The two fine-tuning methods are shown below:
As shown in this illustration on the left for partial fine-tuning, the wav2vec 2.0/HuBERT model is divided into two parts: a CNN-based feature encoder and a transformer-based contextualized encoder. We block the CNN-based feature encoder, setting all the parameters of these CNN blocks, and refine only the parameters of the transform blocks Partial fine-tuning can be seen as domain adaptation training for the top level, intended to prevent interference and damage to the lower CNN layers, already endowed with expressive capability.
In the case of full fine-tuning, illustrated on the right, the CNN and transformer modules are all adjusted during the downstream training process. By training general features at the lower level, full fine-tuning enables higher-level expressions to be more complete and focused.
For the downstream structure, an average-pooling and a linear layer are added as a simple downstream classifier. The average-pooling compresses the different lengths into one, then the linear layer performs sentence-level classification, minimizing cross-entropy loss.
Data set
The dataset chosen in our experiments is IEMOCAP, one of the most widely used and representative datasets for speech emotion recognition.
The IEMOCAP (Interactive Emotional Dyadic Motion Capture) dataset contains around 12 hours of data and consists of scripted and improvised dialogues by 10 speakers.
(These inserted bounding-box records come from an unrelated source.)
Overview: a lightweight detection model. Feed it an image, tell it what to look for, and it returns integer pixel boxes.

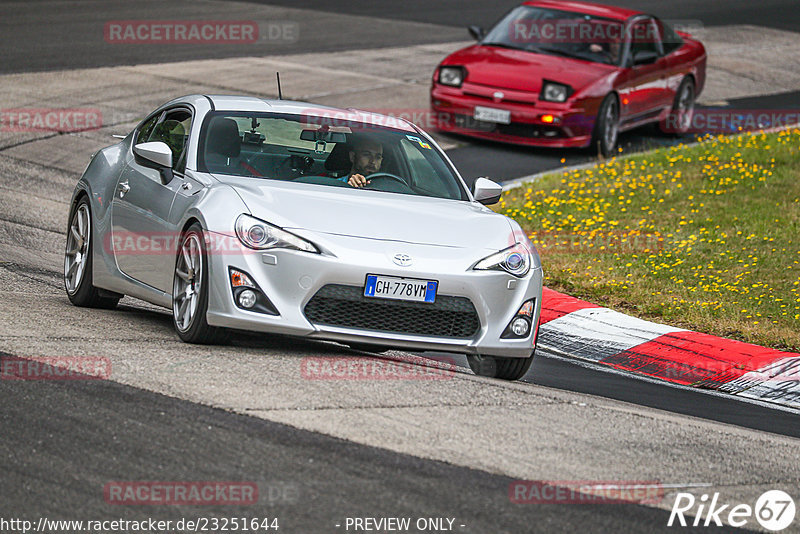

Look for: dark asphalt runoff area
[0,368,752,534]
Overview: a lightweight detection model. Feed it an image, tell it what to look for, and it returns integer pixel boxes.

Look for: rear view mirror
[633,50,658,66]
[133,141,172,169]
[467,26,486,41]
[472,178,503,206]
[133,141,173,185]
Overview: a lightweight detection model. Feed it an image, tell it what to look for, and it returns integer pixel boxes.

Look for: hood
[443,45,617,94]
[215,176,513,250]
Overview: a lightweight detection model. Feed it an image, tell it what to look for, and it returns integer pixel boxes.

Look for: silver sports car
[64,95,542,380]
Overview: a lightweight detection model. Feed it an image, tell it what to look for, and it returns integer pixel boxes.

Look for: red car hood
[443,45,617,93]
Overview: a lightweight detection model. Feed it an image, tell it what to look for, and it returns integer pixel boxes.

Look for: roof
[523,0,643,21]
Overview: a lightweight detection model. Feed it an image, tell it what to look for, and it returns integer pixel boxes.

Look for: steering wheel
[364,172,411,189]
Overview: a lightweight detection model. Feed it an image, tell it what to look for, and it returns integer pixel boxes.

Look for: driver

As is generally the case in research on speech recognition of emotions, we also used 4 classes of emotions in our work:
- anger,
- happiness
- sadness
- neutral
The evaluation metric used is weighted accuracy (WA), and results are averaged over 5 different seeds.
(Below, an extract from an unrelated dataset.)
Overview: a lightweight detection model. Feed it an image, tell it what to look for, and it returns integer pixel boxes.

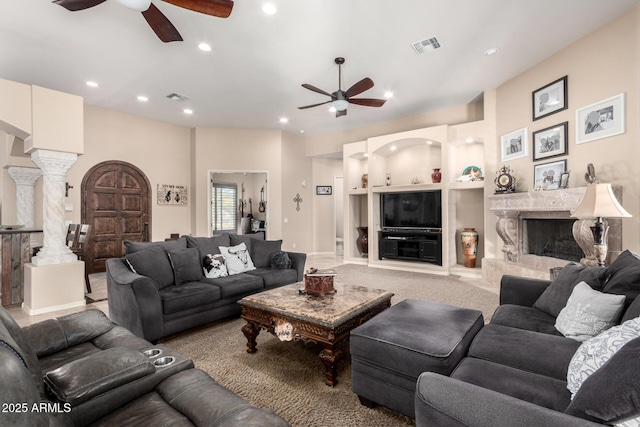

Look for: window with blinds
[211,182,238,234]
And... The cutting edge in emotion recognition through speech
Before examining the results, we rename the models we are comparing with the following method:
EF/PF/Frozen: Fully refined/Partially refined/Unrefined
w2v/hbt: model based on wav2vec 2.0/HuBERT
base/large: base/large pre-trained model
-/960h: with/without ASR fine-tuning using LibriSpeech 960h data
We compare our results with the current state-of-the-art Attention Pooling, which provides a comparable and competitive result using speech only.
We were surprised to find that all our fine-tuned models achieved satisfactory results, as shown in the table below, where the partially fine-tuned HuBERT wide model achieves the best WA of 79.58%, an improvement of 7.83% on the state of the art, and far exceeds the fixed models listed in the SUPERB benchmark. Furthermore, we observe that partial fine-tuning appears to be a more efficient fine-tuning method than full fine-tuning. We considered that IEMOCAP is a small dataset with only 12 hours of data, so too many training parameters can easily cause overlearning. In addition, we noted that fine-tuning ASRs does not facilitate the downstream SER task, indicating a loss of prosodic information during ASR fine-tuning.
Next episode
In this blog, we will present the performance of self-supervised models by adapting them to emotion recognition in speech. In future blogs, we will demonstrate that self-supervised models can also be adapted to speaker recognition and spoken language understanding tasks with state-of-the-art performance!
The article was submitted to Interspeech 2022. An ARXIV version can be found here. Our paper has been cited 10 times so far, and the results have been used as a basic model by other researchers.